Dwarves
Memo
Type ESC to close search bar

Profiling in Go

Profiling in Go: Gotta catch ’em all

Introduction

Those of you who have watched the Pokemon series will undoubtedly recognize the famous catchphrase - “Gotta catch ’em all” - that refers to the main character’s goal of catching all the Pokemon in the world. In the same way, profiling is a useful way to catch all the problems in your code and ensure that it’s running smoothly. It’s a powerful tool that can help you identify and fix the subtle issues in your code quickly and efficiently.
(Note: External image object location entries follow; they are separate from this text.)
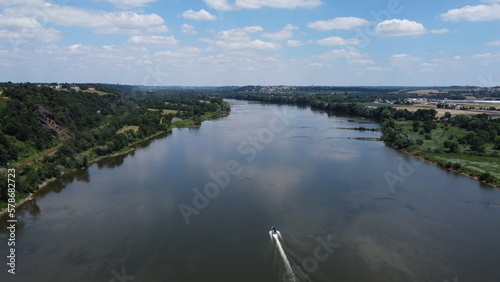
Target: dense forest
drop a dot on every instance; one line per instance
(80, 126)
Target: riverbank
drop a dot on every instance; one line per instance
(430, 161)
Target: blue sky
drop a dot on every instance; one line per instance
(257, 42)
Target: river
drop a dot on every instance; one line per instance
(197, 205)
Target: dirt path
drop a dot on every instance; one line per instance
(39, 157)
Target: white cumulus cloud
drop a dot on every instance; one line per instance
(396, 27)
(188, 29)
(474, 13)
(285, 33)
(337, 41)
(439, 31)
(493, 43)
(118, 22)
(26, 30)
(201, 15)
(126, 4)
(338, 23)
(153, 40)
(258, 4)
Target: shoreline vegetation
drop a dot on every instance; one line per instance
(59, 132)
(129, 149)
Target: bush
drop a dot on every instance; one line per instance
(485, 177)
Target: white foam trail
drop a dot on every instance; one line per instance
(285, 259)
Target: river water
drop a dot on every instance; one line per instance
(197, 205)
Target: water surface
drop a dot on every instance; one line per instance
(348, 210)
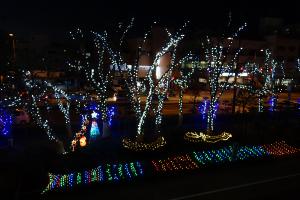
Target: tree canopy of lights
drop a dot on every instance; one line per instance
(219, 59)
(154, 86)
(5, 122)
(92, 63)
(265, 77)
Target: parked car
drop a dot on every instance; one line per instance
(20, 117)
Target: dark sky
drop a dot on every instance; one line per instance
(63, 15)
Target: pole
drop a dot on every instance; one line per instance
(235, 80)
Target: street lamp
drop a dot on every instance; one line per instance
(13, 46)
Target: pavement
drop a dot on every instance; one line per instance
(24, 169)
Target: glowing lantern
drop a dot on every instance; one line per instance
(82, 141)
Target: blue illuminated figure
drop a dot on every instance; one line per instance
(94, 132)
(5, 122)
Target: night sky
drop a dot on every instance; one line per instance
(60, 16)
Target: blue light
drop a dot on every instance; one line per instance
(5, 122)
(111, 113)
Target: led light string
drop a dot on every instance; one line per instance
(115, 172)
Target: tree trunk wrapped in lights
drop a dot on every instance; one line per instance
(183, 81)
(97, 75)
(35, 92)
(154, 87)
(219, 62)
(265, 80)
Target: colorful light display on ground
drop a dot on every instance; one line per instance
(117, 172)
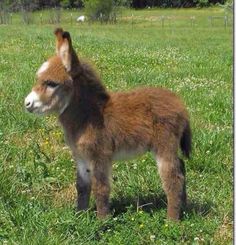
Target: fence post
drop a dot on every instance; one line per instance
(132, 21)
(226, 20)
(162, 21)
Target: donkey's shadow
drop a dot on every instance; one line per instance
(151, 203)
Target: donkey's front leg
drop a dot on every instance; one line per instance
(83, 185)
(101, 186)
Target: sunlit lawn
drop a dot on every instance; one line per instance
(37, 173)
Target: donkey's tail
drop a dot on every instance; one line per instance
(186, 141)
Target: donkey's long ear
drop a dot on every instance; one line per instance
(65, 50)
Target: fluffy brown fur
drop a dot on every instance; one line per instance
(101, 127)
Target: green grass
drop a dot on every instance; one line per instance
(37, 175)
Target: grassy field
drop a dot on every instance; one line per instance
(37, 173)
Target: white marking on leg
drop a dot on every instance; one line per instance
(84, 171)
(43, 68)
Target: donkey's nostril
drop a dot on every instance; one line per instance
(28, 104)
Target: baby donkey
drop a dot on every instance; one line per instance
(102, 126)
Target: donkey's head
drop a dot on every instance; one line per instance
(54, 79)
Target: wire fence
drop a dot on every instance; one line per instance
(61, 16)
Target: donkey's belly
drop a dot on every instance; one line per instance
(128, 154)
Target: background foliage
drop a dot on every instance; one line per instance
(39, 4)
(37, 173)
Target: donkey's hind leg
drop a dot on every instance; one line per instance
(172, 173)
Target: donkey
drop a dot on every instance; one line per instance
(102, 126)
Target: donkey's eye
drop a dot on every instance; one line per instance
(51, 84)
In this article, we’ll explore the world of profiling in Go and show you how you can use it to catch all the issues in your code.

Problem

First, let’s take a look at the problem we’re facing. Check out this command:

grep -wo love moby.txt | wc -l

The above command counts the number of occurrences of the word love in a file named moby.txt (you can get the file here: https://gist.github.com/ktnyt/734e32aab75a4f7df06538dac9f00a5a).

Run this command and we get a result of 24 (try it!). Next, create a file called cmd.sh to store the command above. The file should look like this:

#!/bin/bash
grep -wo love moby.txt | wc -l

Now we can time the entire command by running this:

time ./cmd.sh

You should get back something similar to this:

24
./cmd.sh 0.03s user 0.01s system 101% cpu 0.039 total

0.039s - that was pretty fast! Now let’s build something similar in Go. Run this command to set up Go modules:

go mod init grep-clone

Next create a main.go file to write the code. Here’s the Go implementation of the command we’re trying to emulate:

package main

import (
 "fmt"
 "io"
 "log"
 "os"
 "unicode"
)

func main() {
 // read the args
 if len(os.Args) < 2 {
  log.Fatal("Not enough args")
 }
 word := os.Args[1]
 file := os.Args[2]

 // open file
 f, err := os.Open(file)
 if err != nil {
  log.Fatal(err)
 }
 defer f.Close()

 // count the number of occurrences
 count := 0
 curr := ""
 b := make([]byte, 1)
 for {
  _, err := f.Read(b)
  if err == io.EOF {
   break
  }
  if err != nil {
   log.Fatal(err)
  }
  if unicode.IsLetter(rune(b[0])) {
   curr += string(b)
  } else {
   if curr == word {
    count++
   }
   curr = ""
  }
 }

 fmt.Println(count)
}

After reading the arguments, we open the file, and then start counting the number of occurrences of the word by reading each byte from the file at a time. Whenever we encounter a non-character byte, we compare the current string with the target word. If they’re the same, we increment the count variable by one. If not, we do nothing. We then reset the current string so that we can start building the next word. The for loop is exited only when we reach the end of the file, after which the result will be printed to stdout.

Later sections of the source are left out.